Perguntou se já alguém reflectiu no impacto das moedas virtuais sobre o ambiente e revelou que um estudo da Universidade de Cambridge estimou que o ecossistema dos bitcoins consome tanta energia num ano como um país com a dimensão da Argentina.

Vergílio Rocha, coordenador do Grupo de Missão da APDSI para as questões Éticas e que coordenou a elaboração do Manifesto, garantiu que hoje o Estado e decisores políticos e empresariais e aqueles que constroem a tecnologia estão muito mais conscientes do potencial das tecnologias, mas também dos riscos que incorpora e que temos de mitigar e ultrapassar.

Adiantou que o Manifesto, que vai no sentido de uma visão humanista das tecnologias que coloque o ser humano no centro das decisões, nasceu porque se verifica que «ainda não existe na sociedade portuguesa uma confluência de vontades que promova os valores» de propostas nele enunciada.

Defendeu a criação de mecanismos de regulação da utilização das tecnologias emergentes, de forma a respeitar o utilizador humano e a sociedade no seu conjunto, a criação de um enquadramento legislativo específico que assegure uma clara identificação das organizações que usam a tecnologia e uma adequada fiscalização das normas éticas e práticas seguras no uso da tecnologia.

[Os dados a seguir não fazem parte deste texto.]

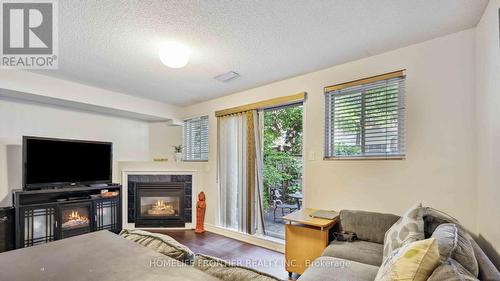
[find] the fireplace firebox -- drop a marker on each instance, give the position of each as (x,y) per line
(159,205)
(75,219)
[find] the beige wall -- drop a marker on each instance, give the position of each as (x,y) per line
(440,166)
(162,138)
(488,130)
(130,138)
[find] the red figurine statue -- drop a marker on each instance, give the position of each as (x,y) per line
(200,213)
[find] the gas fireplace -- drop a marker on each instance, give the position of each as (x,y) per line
(75,219)
(159,205)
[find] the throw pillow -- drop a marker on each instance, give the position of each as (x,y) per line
(454,243)
(409,228)
(451,270)
(228,272)
(413,262)
(161,243)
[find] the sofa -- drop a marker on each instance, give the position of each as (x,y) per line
(361,259)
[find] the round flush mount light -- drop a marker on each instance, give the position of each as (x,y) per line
(174,54)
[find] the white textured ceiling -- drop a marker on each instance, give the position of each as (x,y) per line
(113,44)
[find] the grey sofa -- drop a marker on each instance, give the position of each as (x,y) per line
(361,259)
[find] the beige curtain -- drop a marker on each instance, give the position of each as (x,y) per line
(240,171)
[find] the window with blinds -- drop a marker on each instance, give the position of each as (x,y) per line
(366,118)
(195,139)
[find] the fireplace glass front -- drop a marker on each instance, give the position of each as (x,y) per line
(75,219)
(160,206)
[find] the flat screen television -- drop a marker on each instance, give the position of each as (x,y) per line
(49,162)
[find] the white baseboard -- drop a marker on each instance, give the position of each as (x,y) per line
(188,226)
(261,241)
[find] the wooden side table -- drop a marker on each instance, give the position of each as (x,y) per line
(305,239)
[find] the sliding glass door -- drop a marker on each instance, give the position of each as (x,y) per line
(260,169)
(282,166)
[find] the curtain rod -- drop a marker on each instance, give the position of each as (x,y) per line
(395,74)
(263,104)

Como próximos passos da iniciativa do Manifesto, indicou o investimento na operacionalização de acções que cumpram os objectivos identificados no compromisso.

A Presidente da APDSI, Maria Helena Monteiro apontou, entre as quatro grandes metas para a transformação digital, o reforço das qualificações digitais e do volume de mão-de-obra europeia especializada em tecnologias da informação e observou que, embora os números assustem, a APDSI está de acordo com as metas da Comissão Europeia (CE), que pretende que em 2030 pelo menos 80% dos adultos da União Europeia (UE) tenham, no mínimo, competências digitais básicas e que a UE tenha pelo menos 20 milhões de especialistas em TI.

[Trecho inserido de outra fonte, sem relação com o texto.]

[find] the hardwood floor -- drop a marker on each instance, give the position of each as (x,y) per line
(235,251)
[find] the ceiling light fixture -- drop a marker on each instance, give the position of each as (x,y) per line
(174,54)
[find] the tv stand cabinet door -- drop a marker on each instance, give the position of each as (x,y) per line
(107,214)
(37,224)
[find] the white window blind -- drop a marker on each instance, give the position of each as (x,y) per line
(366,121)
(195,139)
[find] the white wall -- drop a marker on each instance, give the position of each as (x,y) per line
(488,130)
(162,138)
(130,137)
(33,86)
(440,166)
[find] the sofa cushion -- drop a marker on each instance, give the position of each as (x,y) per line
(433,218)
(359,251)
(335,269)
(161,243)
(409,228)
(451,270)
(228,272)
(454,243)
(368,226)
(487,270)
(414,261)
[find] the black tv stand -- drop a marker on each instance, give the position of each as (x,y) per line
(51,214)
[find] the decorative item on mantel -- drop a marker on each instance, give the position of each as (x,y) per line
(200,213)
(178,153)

Falando no final da conferência, a presidente da APDSI ressaltou que em 2019 havia apenas 7,8 milhões de especialistas e TI na UE e salientou o «salto» necessário para passar para 30 milhões de especialistas em tecnologia em 2030.

Observou que as metas da CE de chegar a 2030 com infra-estruturas digitais seguras, eficazes e sustentáveis e todas as famílias com conectividade Gigabit também é um desafio muito grande.

Sustentou, contudo, que Portugal e a União Europeia não podem atingir os níveis de que precisam em termos de comparabilidade e competitividade com outros espaços do resto do mundo se não conseguirem dar aquele salto.

A orientação para a UE é que três em cada quatro empresas tenham infra estruturas tecnológicas que permitam operar na nuvem, com processamento de grandes volumes de dados, recurso à inteligência artificial, e que 90% das pequenas e médias empresas atinjam pelo menos um nível básico de intensidade digital, indicou Maria Helena Monteiro, observando que hoje na UE são apenas 15%, já não falando de Portugal.

Outra etapa definida é a digitalização dos serviços públicos na União Europeia, nomeadamente que os serviços públicos estejam acessíveis por Internet, em linha, e que 80% dos cidadãos utilizem uma solução de identificação digital.

A presidente da APDSI sublinhou que fazer acontecer aqueles desafios envolve uma aceitação e uma transformação muitíssimo grande e que aquelas metas estão associadas ao crescimento da cidadania digital, através dos direitos e princípios dos cidadãos europeus.

A sociedade civil, as academias e as empresas têm de participar nesta ambição e neste desafio.